Another reason I like the 12-o-clock is that it seems to be not as much of a snag hazard as I see the 45-degree offset red dot being. It also prevents me from slip, trip, and falling on my optic, which I have seen happen with the 45. (laughs). That said, these are minor things. These are things that can happen no matter what. Things get banged, bashed…anything can be damaged. I just prefer to have the 12-o-clock set up.
Some people would prefer to have their secondary optic mounted on the gun instead of their primary optic in case there is something wrong with the primary; they can remove it and still have an optic mounted and ready-to-go on their gun.
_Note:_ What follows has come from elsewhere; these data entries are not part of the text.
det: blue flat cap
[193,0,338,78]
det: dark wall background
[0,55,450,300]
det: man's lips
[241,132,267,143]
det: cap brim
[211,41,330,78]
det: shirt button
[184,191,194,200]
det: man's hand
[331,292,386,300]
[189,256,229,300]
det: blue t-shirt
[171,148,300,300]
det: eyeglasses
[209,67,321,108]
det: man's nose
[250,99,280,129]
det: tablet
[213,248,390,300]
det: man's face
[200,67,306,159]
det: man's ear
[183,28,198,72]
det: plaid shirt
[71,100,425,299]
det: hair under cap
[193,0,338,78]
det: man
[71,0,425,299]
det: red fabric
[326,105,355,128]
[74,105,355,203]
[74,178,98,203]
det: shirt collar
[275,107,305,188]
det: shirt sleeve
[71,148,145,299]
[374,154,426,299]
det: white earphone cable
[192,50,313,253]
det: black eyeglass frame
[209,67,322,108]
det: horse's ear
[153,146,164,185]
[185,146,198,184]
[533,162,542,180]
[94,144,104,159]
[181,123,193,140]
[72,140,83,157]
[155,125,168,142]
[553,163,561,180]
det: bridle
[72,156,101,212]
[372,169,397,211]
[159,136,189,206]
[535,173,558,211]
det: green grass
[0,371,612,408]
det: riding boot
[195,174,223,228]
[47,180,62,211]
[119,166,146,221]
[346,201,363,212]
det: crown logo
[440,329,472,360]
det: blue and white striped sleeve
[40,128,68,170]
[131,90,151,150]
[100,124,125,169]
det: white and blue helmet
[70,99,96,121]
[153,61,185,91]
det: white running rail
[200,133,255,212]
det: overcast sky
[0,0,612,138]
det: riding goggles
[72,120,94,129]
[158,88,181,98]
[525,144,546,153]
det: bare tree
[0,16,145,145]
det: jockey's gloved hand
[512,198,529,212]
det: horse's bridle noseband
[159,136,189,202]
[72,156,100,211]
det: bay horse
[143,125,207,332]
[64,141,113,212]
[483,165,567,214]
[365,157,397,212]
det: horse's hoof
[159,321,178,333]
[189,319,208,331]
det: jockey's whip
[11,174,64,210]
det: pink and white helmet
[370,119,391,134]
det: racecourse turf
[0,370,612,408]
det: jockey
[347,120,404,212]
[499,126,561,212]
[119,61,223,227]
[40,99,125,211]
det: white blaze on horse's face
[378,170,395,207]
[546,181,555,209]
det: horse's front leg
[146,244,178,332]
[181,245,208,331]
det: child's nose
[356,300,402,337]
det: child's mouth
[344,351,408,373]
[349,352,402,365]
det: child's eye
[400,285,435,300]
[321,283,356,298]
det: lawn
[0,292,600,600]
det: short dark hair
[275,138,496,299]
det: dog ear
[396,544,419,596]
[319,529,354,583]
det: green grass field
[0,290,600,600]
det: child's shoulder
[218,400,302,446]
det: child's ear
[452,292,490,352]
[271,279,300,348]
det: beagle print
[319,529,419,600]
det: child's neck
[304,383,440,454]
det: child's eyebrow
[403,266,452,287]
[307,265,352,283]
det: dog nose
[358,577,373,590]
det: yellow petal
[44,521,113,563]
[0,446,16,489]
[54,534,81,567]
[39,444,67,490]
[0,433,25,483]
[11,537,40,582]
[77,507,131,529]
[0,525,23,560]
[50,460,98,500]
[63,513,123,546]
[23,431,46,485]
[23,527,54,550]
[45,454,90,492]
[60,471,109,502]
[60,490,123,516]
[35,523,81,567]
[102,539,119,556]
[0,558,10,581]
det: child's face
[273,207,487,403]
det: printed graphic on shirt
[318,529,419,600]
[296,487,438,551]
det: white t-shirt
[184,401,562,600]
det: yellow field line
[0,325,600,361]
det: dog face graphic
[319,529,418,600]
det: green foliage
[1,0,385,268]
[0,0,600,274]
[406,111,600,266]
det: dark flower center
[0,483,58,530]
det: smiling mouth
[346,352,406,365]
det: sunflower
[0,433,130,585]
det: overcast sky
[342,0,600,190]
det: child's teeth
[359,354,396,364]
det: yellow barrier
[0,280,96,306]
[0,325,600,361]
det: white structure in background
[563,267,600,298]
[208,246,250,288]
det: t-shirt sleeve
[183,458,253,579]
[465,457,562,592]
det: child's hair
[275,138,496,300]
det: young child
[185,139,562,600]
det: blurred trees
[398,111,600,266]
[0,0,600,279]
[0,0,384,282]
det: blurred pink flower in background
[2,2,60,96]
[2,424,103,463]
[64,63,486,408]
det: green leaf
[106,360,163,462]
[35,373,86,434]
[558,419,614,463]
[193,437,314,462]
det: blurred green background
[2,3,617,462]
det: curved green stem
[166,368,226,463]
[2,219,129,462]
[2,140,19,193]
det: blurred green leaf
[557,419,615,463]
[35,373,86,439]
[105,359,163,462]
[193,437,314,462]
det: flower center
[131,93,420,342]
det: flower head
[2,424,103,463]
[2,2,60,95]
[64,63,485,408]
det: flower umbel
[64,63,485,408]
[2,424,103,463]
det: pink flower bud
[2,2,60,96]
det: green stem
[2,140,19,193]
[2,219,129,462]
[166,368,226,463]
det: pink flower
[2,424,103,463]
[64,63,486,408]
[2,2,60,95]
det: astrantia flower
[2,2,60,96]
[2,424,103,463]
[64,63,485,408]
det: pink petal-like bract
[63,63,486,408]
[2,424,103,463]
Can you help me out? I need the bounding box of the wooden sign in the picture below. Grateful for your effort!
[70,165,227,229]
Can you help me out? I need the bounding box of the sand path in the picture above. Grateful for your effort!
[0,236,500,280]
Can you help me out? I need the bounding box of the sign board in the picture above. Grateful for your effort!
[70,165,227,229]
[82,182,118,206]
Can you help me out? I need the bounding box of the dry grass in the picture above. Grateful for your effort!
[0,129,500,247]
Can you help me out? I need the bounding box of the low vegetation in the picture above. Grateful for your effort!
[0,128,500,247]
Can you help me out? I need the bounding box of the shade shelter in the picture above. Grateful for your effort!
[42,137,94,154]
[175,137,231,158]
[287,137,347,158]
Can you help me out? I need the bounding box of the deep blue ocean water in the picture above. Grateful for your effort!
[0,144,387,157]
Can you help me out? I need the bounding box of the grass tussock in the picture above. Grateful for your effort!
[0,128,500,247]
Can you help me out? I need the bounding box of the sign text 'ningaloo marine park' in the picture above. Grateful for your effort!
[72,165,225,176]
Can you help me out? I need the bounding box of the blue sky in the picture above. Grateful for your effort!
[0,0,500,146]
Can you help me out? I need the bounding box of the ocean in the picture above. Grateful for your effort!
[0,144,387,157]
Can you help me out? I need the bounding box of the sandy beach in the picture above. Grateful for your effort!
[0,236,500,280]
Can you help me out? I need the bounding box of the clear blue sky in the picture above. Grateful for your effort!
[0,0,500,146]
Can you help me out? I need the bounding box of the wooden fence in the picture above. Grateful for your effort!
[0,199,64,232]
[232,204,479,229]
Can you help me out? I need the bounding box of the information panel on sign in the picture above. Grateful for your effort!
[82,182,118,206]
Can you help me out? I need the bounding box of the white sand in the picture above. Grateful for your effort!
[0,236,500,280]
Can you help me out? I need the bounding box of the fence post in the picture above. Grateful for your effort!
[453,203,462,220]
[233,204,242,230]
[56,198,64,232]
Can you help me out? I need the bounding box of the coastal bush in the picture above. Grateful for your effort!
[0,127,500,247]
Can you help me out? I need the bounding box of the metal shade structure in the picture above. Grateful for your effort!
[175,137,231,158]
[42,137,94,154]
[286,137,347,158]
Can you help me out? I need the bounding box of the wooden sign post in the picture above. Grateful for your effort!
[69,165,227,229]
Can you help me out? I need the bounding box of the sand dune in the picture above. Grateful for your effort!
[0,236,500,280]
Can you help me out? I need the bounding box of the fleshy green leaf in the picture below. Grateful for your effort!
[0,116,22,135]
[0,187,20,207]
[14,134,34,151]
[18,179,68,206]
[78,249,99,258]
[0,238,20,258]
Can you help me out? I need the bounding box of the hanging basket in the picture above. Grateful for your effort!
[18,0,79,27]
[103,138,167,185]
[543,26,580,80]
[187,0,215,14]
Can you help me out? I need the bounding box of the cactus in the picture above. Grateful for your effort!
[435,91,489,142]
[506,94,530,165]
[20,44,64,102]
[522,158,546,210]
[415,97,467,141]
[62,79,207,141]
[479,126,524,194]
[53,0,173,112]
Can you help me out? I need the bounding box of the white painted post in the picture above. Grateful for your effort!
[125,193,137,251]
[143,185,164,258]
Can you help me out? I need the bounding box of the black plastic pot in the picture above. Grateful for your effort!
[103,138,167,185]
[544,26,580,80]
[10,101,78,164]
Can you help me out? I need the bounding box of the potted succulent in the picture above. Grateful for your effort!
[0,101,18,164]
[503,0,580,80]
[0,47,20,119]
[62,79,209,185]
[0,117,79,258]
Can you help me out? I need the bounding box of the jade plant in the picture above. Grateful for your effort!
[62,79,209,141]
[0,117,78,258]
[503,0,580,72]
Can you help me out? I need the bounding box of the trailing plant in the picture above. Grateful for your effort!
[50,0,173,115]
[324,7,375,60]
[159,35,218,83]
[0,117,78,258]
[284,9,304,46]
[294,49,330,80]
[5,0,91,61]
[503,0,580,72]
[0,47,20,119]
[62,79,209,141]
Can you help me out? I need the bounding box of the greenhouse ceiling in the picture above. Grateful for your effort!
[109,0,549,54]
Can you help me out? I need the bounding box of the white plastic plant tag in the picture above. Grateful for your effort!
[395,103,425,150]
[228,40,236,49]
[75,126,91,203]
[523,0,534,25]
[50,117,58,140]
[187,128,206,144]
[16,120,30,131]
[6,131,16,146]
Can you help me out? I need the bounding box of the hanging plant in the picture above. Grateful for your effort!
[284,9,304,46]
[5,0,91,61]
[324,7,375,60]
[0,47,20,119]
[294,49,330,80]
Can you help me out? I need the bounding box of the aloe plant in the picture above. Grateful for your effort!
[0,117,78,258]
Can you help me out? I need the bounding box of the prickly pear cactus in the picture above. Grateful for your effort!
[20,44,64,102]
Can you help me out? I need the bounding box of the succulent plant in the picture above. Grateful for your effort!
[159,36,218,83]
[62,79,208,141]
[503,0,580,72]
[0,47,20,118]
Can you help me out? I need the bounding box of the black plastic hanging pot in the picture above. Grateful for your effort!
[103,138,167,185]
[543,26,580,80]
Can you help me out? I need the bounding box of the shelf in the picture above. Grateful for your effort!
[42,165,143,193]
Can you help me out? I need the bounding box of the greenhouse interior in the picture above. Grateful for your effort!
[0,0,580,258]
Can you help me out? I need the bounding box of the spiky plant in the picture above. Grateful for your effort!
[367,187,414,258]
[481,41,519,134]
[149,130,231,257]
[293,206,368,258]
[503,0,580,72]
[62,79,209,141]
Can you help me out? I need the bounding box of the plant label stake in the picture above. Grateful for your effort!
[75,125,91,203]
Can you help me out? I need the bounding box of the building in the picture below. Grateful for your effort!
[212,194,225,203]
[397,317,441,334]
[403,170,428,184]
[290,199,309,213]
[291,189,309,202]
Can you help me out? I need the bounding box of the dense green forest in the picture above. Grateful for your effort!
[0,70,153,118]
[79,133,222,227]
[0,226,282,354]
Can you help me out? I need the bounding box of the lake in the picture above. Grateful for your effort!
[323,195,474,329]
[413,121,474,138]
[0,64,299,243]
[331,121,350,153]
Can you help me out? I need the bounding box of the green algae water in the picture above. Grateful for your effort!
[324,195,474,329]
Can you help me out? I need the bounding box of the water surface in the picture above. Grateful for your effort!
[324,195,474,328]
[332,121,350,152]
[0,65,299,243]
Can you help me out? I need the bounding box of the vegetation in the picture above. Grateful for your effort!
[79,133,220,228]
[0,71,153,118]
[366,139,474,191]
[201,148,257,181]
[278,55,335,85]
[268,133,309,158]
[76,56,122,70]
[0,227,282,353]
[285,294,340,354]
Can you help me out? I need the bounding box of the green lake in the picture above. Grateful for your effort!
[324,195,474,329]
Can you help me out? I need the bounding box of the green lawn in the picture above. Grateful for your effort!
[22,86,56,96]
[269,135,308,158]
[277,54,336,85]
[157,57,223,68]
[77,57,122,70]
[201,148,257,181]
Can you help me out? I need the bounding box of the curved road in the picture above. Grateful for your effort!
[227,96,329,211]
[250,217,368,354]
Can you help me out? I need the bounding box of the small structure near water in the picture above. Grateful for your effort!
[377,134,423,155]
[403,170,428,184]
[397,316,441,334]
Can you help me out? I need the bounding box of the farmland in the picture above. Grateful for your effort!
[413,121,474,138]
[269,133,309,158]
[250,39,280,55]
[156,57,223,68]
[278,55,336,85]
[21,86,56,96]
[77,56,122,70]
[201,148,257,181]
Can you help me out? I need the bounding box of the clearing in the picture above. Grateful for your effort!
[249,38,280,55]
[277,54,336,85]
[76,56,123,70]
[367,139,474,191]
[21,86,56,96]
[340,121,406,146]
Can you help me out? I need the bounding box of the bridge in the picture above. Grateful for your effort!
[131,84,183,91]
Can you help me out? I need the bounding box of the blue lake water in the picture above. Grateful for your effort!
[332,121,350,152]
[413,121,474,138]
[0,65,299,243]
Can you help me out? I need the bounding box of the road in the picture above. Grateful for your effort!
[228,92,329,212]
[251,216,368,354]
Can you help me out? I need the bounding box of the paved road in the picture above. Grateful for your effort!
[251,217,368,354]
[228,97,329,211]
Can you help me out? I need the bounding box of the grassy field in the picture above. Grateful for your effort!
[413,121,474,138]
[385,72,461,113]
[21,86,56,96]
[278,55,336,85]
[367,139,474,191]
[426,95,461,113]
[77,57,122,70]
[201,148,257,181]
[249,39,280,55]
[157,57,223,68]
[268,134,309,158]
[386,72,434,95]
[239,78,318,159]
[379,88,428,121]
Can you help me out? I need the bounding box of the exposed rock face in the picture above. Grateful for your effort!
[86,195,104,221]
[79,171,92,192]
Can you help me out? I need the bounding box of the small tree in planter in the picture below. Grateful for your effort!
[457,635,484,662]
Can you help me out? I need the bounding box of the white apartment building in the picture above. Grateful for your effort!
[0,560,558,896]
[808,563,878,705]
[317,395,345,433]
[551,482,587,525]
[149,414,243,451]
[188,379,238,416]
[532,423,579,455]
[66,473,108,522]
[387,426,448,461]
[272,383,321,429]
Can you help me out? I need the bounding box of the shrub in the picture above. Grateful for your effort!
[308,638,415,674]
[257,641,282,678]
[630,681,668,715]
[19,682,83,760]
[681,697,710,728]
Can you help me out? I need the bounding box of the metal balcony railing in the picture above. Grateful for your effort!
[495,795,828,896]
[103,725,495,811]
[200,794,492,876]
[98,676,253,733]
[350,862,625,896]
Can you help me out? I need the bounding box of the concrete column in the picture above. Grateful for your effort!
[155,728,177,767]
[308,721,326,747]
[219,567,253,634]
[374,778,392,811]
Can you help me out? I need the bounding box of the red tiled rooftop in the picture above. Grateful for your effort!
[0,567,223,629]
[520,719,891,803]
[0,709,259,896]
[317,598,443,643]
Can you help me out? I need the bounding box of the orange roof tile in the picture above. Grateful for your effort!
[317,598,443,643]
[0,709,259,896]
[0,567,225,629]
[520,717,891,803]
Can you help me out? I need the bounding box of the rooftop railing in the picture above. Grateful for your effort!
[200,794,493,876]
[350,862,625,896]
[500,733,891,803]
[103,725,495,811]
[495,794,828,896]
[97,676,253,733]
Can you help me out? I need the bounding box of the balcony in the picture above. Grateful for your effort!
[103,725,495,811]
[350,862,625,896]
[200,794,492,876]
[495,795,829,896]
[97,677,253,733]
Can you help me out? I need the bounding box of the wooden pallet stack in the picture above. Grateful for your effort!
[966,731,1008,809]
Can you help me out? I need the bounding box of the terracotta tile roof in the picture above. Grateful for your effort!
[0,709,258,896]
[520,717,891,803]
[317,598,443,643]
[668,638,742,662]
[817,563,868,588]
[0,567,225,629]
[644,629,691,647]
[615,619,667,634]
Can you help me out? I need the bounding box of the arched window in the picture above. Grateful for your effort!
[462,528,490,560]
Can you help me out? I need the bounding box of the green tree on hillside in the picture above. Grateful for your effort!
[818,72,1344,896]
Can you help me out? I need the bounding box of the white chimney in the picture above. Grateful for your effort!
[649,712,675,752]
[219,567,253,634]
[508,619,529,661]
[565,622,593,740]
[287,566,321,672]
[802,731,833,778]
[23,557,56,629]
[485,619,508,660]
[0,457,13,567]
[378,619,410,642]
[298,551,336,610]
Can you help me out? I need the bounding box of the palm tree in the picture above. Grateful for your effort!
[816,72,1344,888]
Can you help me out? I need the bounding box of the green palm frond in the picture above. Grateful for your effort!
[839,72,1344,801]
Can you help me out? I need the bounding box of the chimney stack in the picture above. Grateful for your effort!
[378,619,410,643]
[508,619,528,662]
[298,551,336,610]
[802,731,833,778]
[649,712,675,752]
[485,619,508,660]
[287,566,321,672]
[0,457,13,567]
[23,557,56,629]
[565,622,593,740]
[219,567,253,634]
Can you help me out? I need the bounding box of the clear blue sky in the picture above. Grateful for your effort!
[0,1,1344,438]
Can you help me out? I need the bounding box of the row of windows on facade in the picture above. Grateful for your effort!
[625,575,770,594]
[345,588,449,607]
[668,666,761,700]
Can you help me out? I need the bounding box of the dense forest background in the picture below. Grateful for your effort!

There are all kinds of factors that come in based on the job and the individuals involved.
Q: Sometimes I see people mount their offset red dots behind the ejection port, close to the rear of the gun…more commonly, I see it pushed forward. What do you prefer?
Steve “Yeti” Fisher, Sentinel Concepts – – I’ve done both. One thing to remember is that if you are shooting suppressed, there is a lot of blowback coming from the ejection port. That can end up obscuring your lens. That said, some people do prefer it closer to their face because they can pick up the red dot sooner. It’s something to play with and see what works best for you.
Q: Finally, can we touch on what optics to consider for offset red dots?
On some of my hunting guns, depending on the environments they might see, I am running closed emitter red dots, like the Aimpoint Acro and the Holosun 509T. I’ve even used an Aimpoint T1 and T2. I do prefer things to be small and lightweight.
Other red dots are completely capable. Trijicon RMRs, Delta Point Pros…and these hold up well in the role of offset red dots. You’re also not putting them under the same sort of stress as they would face if slide-mounted on a pistol. There are also great options available right now from Holosun, in addition to what’s available from Trijicon and Aimpoint.
Today, I am mainly a Holosun user, primarily because of their cost and the number of guns that I have them on. For shooting on the move and for shooting movers, I prefer the Holosun’s hollow circle reticle option.
The circle is 65-MOA at 100 yards…but inside of 25 yards, that’s 8-inches. That gives me a lot of room to track movers, especially animal and human-size moving targets. I can track things much like you would with an Eotech.